Pinging under load is all about not getting enough of or the right type of fuel. And there a alot of good reason this happens:
1. There is one fuel pump , one fuel filter and as many as three fuel pressure regulators on our beasts. A problem in any of these components can starve the engine at peak load and therefore cause pinging/knocking.
2. Even with them operating properly, the air temp sensor in the air filter assembly or the mass air flow sensor can misinform the fuel computer to deliver less fuel than necessary.
3. Carbon build up in the intake system is also a known contributor.
4. Vacuum or lack of it may play havok. There is a vacuum hose that connects to the throttle body to the air pump valve.
5. Slightly blocked injectors restrict fuel delivery.
6. A damaged or bad crankshaft sensor can advance or retard timing.
7. Bad gas.
8. Injector wiring harness shorts.
9. Dirty injector connections.
The list goes on and on. I am sure I missed a bunch more.
Kevin Berez (firstname.lastname@example.org)
86.5 928S Auto Meteormetallic
If you hear pinging, you may want to check your knock sensors and/or their connections.
Part # 911.606.141.00 (sorry for the 911 part number, not my fault ;-)
Retail cost $43.30 and as usual can be bought cheaper.
The test procedure outlined in the Factory Workshop Manuals are in Vol. 1A Section 28 page D28-8 and D28-9
Other indicators of defective Knock sensors are "poor pickup", "high fuel consumption" and "low power output".
Sometimes failure of the Knock Sensors can be caused by antifreeze and/or oil present on or around the knock sensors.
For the better part of the last year and a half I have been plagued with pinging at ~3000 rpm. I replaced all the usual suspects like ignition and vacuum, etc. Finally, with a spare pair of computers provided by DR I discovered that the ignition computer is the culprit. The down side is the cost of its replacement. But, it's nice to know.
Kevin Berez (email@example.com)
'86.5 928S Auto Meteormetallic
I discovered that my 90GT was pinging under heavy acceleration once hot. All systems seem to check-out fine. I then did an autocross where the fuel pump gave out. It turns out that all GT and GTS' have two fuel pumps (BTW, all Euro models do too).
Here is what happened. My internal pump had died some time earlier, (apparently this is not too uncommon) and the external pump was working a bit harder to compensate. Under normal driving conditions, the external pump was adequate, but under heavy loads and high lateral cornering situations, it just was not up to the task. By pinging, the engine was trying to tell me there was a fuel delivery problem. The high lateral stresses during an autocross caused it to give up the ghost.

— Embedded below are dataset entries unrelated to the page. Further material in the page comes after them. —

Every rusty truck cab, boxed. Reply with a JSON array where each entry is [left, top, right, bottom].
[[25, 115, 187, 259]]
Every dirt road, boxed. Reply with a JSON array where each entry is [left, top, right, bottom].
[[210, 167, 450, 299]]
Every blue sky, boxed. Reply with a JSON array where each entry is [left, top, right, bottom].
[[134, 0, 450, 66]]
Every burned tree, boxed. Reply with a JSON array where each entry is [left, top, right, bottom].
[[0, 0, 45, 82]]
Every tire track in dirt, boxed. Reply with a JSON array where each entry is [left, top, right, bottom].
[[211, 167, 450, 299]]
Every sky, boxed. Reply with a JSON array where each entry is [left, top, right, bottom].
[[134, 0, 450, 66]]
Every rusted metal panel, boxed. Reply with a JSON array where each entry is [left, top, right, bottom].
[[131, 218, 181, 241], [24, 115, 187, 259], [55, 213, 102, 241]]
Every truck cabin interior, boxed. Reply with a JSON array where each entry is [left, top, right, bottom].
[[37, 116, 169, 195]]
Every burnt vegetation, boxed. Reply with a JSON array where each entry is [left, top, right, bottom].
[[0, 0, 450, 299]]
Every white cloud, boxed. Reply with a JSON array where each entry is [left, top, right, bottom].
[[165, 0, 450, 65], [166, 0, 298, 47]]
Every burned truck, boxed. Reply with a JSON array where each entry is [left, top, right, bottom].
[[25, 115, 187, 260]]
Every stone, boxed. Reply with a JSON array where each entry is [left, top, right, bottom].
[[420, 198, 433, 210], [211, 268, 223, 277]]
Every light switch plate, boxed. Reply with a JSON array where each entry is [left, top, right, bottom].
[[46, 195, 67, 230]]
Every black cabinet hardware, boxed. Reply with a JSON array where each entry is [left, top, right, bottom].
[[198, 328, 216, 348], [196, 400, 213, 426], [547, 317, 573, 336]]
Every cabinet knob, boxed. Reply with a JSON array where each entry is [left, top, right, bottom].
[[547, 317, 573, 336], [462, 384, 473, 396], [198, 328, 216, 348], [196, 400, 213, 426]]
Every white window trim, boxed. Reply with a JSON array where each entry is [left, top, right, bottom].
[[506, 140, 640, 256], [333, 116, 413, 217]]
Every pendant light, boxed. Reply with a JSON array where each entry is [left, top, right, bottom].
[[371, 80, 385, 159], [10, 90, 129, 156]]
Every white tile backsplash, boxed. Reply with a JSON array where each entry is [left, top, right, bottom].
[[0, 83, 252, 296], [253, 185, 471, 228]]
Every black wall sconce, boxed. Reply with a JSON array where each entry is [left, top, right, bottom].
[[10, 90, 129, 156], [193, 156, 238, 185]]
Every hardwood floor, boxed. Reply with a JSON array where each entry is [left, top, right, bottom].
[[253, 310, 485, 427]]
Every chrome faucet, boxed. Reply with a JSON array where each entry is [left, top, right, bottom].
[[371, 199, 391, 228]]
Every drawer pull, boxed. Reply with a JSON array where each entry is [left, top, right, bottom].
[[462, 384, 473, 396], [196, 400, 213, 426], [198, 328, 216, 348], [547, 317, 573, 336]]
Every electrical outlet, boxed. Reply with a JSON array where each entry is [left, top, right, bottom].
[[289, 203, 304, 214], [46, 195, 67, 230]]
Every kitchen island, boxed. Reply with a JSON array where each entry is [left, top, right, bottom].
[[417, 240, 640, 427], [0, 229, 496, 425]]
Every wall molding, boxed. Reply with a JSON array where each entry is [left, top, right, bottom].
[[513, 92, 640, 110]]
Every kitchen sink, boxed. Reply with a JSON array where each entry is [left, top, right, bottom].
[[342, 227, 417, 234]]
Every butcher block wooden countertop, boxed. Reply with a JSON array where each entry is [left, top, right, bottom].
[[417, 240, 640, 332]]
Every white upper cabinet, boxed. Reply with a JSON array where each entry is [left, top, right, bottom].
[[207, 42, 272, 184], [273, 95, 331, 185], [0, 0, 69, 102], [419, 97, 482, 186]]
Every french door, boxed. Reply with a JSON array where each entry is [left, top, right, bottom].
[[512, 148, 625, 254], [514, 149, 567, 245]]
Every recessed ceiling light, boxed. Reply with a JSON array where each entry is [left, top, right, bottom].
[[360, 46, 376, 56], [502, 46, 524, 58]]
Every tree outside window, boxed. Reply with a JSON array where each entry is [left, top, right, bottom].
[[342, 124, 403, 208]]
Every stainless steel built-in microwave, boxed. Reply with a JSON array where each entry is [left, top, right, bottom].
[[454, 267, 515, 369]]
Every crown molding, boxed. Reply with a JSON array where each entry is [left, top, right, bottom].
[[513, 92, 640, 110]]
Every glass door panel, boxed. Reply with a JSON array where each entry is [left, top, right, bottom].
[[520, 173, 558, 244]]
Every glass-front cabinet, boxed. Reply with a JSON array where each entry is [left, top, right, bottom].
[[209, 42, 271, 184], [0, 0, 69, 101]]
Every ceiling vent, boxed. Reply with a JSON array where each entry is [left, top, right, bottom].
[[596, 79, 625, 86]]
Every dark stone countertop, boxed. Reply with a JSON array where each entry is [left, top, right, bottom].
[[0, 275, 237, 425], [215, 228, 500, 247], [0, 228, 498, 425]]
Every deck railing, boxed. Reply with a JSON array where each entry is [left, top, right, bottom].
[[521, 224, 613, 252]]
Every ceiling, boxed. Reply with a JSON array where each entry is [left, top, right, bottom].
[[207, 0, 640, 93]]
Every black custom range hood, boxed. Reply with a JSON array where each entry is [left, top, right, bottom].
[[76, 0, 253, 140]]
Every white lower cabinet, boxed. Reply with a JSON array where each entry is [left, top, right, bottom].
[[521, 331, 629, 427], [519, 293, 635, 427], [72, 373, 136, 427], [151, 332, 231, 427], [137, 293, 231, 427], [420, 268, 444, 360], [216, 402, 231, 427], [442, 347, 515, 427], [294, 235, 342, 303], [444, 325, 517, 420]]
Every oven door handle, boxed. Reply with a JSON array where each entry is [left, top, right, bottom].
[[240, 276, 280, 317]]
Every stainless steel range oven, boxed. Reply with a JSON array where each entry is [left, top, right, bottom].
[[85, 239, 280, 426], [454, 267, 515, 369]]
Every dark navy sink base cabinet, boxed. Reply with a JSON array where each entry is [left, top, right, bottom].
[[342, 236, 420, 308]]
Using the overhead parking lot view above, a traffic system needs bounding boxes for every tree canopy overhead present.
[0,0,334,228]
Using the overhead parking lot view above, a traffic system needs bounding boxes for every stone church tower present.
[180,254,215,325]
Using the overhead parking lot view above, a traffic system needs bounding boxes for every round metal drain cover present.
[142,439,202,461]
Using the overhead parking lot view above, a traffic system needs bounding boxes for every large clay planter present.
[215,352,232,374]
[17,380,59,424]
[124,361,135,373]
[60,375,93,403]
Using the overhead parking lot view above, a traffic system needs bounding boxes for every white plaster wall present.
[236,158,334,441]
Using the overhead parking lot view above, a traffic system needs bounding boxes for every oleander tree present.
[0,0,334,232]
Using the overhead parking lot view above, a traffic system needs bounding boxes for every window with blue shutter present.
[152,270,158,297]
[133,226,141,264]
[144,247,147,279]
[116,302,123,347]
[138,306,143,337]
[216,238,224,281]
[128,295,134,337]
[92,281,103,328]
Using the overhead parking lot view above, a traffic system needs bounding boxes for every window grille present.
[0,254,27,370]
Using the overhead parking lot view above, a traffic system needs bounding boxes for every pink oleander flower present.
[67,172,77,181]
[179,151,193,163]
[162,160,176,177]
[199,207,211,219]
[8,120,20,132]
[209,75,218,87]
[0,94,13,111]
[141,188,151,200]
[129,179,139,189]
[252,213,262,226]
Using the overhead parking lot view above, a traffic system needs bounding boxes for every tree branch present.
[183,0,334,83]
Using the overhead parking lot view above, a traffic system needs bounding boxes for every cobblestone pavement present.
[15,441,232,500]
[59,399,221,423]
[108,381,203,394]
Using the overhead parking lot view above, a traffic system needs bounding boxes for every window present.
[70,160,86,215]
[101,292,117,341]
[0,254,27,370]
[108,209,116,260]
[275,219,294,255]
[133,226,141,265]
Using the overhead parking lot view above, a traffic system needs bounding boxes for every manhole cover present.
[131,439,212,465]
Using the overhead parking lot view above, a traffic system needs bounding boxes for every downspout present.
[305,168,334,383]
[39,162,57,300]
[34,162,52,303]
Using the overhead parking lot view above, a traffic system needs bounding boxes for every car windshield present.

Once I repaired both pumps, the car ran fine. Later, I found that the fuel pressure dampers and the fuel pressure regulator had ruptured diaphrams. This affected low RPM scenarios, but would probably contribute to poorer top-end performance. Fortunately, I was able to fix the problem before the performance driving season begins. YMMV.
P.S. I recall Marc Thomas mentioning, at the last 928 Frenzy, that the rubber hose fitted to the internal fuel pump is affected by the oxygenated fuels used here in the States. (For that matter, I suspect all the rubber lines and diaphrams that come in contact with these fuels are affected.) He told us that there is one type of rubber hose that is not affected by the fuel, and that he routinely replaces the OEM hose with this type to fix the problem. Marc, if you're out there, could you please elaborate?
Knock sensors are a little microphone sensor (piezo I would expect). They can fail. The Bosch "Hammer" diagnostic tool allows testing of both knock sensors. I currently have a failed one in my 91 GT that was diagnosed with the Bosch "Hammer".